Ужасный мускусный запах с ноткой ванили и чего-то древесного, от которого мне всегда хотелось чихать, ударил в нос, едва я переступила порог. Чарльз не умел пользоваться одеколоном и устраивал настоящие химические атаки, выливая на себя сразу полфлакона.
Замерла, так и не отпустив ручку чемодана, мечтая, чтобы запах оказался галлюцинацией. Чем-то вроде фантомной боли, когда мозг продолжает думать, что отсутствующая конечность все еще на месте.
— Наконец-то. Приехала.
Чарльз явно стоял в дверях гостиной, прямо за моей спиной. Не буду оборачиваться. Ни за что.
— Что ты тут забыл?
Он рассмеялся, а потом произнес фразу, которая все же заставила обернуться:
— Я тут живу.
— Неужели? Ты должен был съехать.
— С чего это вдруг? Из-за той твоей пэмээсной истерики?
— Это была не истерика, а обдуманное решение, катись уже к черту! Сколько можно!
По прежнему чувствовал себя здесь хозяином. Хозяином надо мной. Захотелось швырнуть в него чемодан, может, тогда перестал бы злобно гримасничать. Так и остался подростком, у которого вместо мозга овсянка. Вот тебе и высшая справедливость — задумалась о том, чего не хватает — держи! И почему такое не работает с крем-брюле!

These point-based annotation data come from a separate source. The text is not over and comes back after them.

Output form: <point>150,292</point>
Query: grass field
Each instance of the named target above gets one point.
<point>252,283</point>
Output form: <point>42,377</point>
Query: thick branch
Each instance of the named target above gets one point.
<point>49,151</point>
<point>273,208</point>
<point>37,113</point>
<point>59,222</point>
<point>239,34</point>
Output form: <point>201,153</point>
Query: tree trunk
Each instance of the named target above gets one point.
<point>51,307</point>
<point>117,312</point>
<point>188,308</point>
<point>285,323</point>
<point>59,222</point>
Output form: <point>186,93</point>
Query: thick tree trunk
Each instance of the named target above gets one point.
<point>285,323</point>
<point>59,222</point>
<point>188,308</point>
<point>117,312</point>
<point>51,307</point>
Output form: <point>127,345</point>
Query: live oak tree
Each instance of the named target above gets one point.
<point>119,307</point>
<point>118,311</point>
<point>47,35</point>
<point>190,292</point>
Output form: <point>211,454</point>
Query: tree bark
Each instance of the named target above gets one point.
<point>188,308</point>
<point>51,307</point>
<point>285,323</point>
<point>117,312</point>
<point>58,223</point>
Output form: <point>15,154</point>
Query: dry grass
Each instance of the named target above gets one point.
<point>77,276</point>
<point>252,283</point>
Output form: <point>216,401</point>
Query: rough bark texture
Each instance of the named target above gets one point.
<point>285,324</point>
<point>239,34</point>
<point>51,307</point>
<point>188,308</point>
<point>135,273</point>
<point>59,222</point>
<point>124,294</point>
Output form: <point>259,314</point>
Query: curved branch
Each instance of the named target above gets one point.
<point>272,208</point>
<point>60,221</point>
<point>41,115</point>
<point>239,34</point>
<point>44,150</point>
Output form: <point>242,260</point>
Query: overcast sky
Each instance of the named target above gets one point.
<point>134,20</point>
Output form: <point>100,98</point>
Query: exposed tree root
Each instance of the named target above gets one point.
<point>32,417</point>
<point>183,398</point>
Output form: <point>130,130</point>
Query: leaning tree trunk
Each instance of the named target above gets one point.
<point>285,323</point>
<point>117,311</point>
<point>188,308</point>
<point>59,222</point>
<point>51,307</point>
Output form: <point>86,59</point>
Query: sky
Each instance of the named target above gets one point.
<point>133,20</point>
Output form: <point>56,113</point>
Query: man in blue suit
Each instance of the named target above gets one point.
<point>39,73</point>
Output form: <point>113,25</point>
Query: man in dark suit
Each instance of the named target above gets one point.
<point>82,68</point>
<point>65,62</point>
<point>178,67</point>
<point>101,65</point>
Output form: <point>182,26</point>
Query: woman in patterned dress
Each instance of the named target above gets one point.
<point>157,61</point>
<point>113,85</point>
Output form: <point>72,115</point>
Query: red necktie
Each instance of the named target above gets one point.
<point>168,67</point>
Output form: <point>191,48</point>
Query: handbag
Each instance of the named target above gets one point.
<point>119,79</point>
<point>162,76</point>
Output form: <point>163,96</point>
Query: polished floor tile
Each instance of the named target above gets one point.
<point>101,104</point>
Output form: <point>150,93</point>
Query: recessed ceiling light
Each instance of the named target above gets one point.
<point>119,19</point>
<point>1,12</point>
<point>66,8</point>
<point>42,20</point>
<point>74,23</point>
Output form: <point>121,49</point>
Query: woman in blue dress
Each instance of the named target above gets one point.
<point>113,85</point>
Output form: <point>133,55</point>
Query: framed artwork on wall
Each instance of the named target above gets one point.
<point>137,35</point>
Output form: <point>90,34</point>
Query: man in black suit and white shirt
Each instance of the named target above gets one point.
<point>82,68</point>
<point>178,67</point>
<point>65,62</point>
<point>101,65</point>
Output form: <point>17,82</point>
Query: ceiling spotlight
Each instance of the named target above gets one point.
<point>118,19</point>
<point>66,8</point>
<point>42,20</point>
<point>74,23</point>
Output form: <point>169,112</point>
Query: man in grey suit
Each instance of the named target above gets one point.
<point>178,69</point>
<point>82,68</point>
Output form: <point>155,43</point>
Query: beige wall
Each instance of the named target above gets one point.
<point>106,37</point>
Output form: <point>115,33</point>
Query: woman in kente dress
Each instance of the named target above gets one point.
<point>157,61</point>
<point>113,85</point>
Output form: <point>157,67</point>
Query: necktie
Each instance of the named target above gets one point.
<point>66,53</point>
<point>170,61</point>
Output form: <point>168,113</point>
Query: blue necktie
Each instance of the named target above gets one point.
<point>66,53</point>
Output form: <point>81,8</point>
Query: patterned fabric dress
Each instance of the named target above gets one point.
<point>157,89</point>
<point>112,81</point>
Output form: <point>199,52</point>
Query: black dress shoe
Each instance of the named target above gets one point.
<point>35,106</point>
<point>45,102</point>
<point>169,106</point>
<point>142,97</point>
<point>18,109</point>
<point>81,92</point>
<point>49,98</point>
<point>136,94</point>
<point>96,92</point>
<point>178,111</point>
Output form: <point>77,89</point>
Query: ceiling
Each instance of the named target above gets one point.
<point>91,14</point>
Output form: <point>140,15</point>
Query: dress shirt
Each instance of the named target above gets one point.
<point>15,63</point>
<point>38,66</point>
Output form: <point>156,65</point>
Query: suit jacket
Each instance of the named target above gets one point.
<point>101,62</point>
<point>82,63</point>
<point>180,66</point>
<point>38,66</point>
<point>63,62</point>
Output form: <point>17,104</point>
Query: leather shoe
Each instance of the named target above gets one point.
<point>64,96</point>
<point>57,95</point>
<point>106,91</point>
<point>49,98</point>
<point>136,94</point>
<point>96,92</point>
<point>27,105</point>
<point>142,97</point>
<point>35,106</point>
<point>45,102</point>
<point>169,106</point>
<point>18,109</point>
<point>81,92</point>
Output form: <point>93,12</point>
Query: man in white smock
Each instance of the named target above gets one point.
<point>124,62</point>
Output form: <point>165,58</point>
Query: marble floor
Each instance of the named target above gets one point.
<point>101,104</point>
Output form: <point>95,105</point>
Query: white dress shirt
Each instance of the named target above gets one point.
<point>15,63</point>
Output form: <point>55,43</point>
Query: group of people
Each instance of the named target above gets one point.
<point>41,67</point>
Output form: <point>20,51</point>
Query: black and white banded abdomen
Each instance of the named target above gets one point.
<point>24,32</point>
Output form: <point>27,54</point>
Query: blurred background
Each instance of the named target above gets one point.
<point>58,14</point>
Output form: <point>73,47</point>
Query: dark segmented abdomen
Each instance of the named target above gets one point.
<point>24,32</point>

— Тише, тише! — Он вскинул руки, как будто сдавался. «Как будто» — Чарли никогда не сдается, пока не доведет меня до нервного срыва. — Не стоит усугублять. По крайней мере, пока не получу все ответы…

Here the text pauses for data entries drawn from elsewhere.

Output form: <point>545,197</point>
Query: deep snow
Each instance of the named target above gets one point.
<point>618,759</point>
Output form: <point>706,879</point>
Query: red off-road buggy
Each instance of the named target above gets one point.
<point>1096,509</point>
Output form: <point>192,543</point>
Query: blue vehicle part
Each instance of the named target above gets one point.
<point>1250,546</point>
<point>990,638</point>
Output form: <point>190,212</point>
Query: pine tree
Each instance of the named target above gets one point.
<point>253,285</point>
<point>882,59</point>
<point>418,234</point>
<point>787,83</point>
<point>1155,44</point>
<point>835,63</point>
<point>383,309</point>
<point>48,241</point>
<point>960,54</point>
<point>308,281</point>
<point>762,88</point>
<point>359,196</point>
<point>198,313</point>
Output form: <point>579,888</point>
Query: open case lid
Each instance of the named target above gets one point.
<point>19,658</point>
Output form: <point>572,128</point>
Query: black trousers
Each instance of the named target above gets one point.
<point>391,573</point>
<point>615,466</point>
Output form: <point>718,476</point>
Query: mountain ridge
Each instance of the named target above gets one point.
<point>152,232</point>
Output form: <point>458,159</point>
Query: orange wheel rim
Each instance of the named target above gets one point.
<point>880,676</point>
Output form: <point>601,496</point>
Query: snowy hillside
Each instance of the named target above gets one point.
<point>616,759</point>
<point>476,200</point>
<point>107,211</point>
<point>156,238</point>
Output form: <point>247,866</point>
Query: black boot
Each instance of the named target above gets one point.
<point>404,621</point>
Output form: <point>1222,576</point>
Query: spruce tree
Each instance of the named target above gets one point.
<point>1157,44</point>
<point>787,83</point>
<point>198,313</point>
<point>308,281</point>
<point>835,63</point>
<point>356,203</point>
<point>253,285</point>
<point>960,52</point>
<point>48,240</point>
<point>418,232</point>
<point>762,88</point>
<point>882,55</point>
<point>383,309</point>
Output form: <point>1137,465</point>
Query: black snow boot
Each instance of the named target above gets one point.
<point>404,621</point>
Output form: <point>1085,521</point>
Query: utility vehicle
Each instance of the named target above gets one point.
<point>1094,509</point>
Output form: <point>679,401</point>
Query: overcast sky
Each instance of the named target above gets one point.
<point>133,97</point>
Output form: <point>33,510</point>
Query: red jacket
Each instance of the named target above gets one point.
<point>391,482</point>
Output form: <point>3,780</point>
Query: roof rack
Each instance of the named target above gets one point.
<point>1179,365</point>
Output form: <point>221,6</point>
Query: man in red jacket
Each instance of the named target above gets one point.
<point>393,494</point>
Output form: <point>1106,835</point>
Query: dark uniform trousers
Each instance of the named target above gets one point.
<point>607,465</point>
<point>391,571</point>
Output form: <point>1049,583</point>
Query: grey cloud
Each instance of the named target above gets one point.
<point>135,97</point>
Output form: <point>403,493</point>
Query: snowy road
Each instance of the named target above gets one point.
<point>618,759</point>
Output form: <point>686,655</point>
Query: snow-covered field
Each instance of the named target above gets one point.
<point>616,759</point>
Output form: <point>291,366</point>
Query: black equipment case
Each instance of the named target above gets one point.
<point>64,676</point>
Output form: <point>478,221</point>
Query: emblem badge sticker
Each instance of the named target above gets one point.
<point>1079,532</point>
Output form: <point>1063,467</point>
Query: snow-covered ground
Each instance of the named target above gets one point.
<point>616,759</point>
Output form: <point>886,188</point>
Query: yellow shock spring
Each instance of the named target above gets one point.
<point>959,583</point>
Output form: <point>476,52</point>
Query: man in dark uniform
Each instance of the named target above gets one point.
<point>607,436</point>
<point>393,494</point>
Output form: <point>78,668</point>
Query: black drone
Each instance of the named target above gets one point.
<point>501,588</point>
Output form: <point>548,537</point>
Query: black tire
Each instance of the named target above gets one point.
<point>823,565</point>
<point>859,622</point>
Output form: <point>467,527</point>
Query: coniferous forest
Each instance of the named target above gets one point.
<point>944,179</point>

— Что? О чем ты? Ничего я тебе объяснять не должна, ты мне никто вообще, — попыталась пройти мимо него к лестнице, но Чарли так сильно вцепился в мое предплечье, что я вскрикнула. Осклабился, сближая лица, а я онемела, как будто все внутри превратилось в отвратительную комковатую вату. С трудом заставила себя пару раз дернуться, но выкрутиться из захвата не получилось.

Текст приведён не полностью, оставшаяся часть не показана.